The 10-foot multi-use trail will be down the south side of the road. But Robinson said there will be five-foot sidewalks on some parts of the north side of Hoy. Combined, those will give safe access to people who want to walk and ride bicycles.

“You will see these kinds of trails in most of the new projects around town,” Robinson said. “It will tie into what we did on Old Canton Road at the Natchez Trace. All the trails will tie together in the long run.”

Robinson said the project has taken so long because of the numerous steps needed when federal, state and local funding is involved.

“First, you have to show a need, which includes doing traffic counts,” Robinson said. “Then you must secure funding and do environmental studies. There is a laundry list of this that have to be done to make a project like this happen.”

Beyea said the Hoy Road project has changed since it was first envisioned.

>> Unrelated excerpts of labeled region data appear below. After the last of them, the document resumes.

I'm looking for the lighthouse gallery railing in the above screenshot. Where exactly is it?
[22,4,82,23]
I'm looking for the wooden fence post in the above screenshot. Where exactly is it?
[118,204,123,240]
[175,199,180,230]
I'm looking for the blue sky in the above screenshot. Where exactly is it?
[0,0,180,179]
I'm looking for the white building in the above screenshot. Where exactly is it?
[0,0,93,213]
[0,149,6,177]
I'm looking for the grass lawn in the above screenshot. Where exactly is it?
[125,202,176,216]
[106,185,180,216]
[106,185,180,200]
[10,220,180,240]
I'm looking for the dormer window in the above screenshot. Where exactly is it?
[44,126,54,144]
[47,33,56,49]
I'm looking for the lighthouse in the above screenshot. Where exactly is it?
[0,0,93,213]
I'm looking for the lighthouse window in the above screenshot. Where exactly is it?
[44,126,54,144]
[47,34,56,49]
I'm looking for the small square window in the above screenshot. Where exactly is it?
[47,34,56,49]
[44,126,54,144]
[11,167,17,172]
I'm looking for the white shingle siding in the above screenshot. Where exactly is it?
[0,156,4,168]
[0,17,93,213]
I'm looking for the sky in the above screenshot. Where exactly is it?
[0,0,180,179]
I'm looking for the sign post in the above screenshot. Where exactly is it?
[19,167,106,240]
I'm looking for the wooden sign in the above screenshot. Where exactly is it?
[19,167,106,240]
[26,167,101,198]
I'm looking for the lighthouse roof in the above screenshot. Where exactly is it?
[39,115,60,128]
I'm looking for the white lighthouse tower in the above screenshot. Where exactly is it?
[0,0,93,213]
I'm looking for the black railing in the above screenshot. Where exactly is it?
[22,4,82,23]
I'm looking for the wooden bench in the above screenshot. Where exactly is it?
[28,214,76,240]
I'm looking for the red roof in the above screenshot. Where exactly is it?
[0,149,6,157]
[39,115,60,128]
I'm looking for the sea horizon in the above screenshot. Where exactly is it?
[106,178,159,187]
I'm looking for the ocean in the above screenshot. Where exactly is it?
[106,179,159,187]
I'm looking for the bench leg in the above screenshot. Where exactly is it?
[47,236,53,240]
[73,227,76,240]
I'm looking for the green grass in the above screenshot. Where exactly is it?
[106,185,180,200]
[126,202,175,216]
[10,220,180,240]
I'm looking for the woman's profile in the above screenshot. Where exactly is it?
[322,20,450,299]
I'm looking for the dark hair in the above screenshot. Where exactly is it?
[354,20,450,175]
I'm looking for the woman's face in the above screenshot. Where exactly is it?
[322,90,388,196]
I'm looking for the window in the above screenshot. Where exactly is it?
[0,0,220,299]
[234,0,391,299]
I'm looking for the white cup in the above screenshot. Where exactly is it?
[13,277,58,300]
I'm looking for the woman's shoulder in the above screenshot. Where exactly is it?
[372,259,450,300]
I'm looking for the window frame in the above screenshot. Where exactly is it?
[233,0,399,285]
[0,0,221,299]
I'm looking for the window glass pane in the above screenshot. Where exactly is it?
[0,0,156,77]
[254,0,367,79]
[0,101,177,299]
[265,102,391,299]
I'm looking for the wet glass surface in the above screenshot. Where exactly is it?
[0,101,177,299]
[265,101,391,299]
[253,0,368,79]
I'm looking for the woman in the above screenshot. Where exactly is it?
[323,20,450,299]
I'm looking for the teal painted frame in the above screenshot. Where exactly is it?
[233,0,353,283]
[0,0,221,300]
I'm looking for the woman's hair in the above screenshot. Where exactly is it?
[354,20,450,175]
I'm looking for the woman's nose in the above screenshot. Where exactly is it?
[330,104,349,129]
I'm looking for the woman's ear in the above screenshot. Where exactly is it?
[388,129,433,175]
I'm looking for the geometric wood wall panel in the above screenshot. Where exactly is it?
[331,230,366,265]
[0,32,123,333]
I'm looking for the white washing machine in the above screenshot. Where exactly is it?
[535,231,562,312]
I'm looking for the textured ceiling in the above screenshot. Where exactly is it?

“The original environmental assessment was based on a four-lane,” Beyea said. “When we got to looking at how much right-of-way it would require to do that, the city decided it didn’t want to impact the property owners along Hoy Road to that extent and asked us to look and see if it could be slightly less extensive. Instead of making it a four-lane boulevard all the way through, the city decided to make it four-lane to a certain point and in sections of Hoy Road where there are no subdivision entrances and no reason to stop and turn left, narrowed that part of it down to a wider two-lane road.”

There will be a separate project by Madison County to improve Tisdale Road.

“Right now, a section of Tisdale Road is in rough shape,” Beyea said. “To serve as a detour, it needs to be fixed. Bids are due in Sept. 26, and we hope to have that finished after the first of the year.”

As far as the impact on economic development, Beyea said the road projects will allow areas at the east end of Hoy to complete their development.

There is a large plot of land at the west end of Hoy that could be considered prime for commercial development. But Robinson said that 22 acres is still zoned agricultural. “The family that owns it is not ready to sell it,” he said.

The city is also building a brand-new road from Main Street to Madison Avenue where there are commercial developments including an Academy Sports and Hobby Lobby. Robinson said that will open up more property for commercial development.

While work on Hoy Road started in 2006, Robinson said they only started work on the new road from Main Street to Madison Ave. in February, and the project is expected to be complete by December of this year.

“We can do it faster because it is all city and private money,” Robinson said.

“Madison is definitely a growing community, but most of it is west of the interstate and north of town,” Beyea said. “There is still some growth could happen along east Hoy road. The Lost Rabbit development at the east end of Hoy is not full. The Hoy road project will allow additional capacity to carry that traffic if additional development occurs.”